Since the beginning of the year, 12 juniors have been hired in the simple tasks department, only two have not passed the probationary period. Another guy did not take root in the team, but since he is very capable in terms of work, he was returned to the simple tasks department for a new term, during which, we hope, he will find himself a new team. The work with juniors also had a positive effect on our experienced developers. Some of them, after a period of mentoring, discovered in themselves the strength and desire to try for the role of team leaders, someone, looking at the juniors, improved their own knowledge and moved from the position of middle to the position of senior.

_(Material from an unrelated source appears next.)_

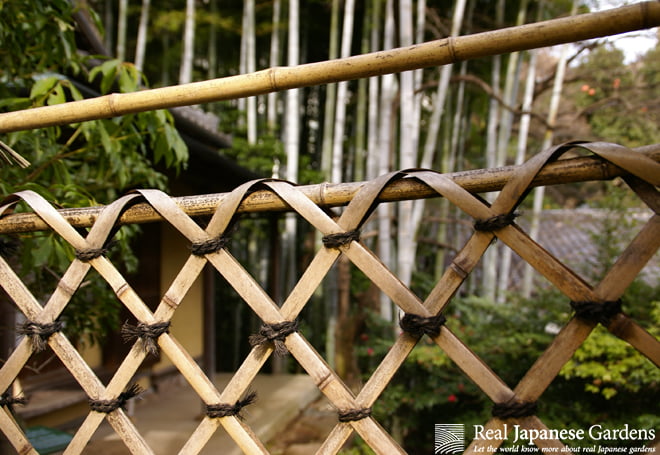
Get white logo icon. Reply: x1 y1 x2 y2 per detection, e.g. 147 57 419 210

We will only expand our practice of hiring young developers, because it brings many benefits to the team. Junes get full-fledged remote employment, regardless of their region of residence: members of our development teams live from Riga to Vladivostok and cope well with time differences thanks to streamlined processes within the company. All this opens the way for talented people who live in remote towns and villages. And we are talking not only about yesterday's schoolchildren and students, but also about people who, for some reason, decided to change their profession. Our junior with the same success can be both 18 and 35 years old, because a junior is about experience and skills, but not about age.

We are confident that our approach can be easily extended to other companies that use the remote development model. At the same time, it allows you to selectively hire talented juniors from anywhere in Russia or the CIS, and at the same time upgrade the mentoring skills of experienced developers. In financial terms, this story is extremely inexpensive, so everyone wins: the company, our developers and, of course, juniors who do not have to move to large cities or capitals in order to become part of an experienced team and work on interesting projects.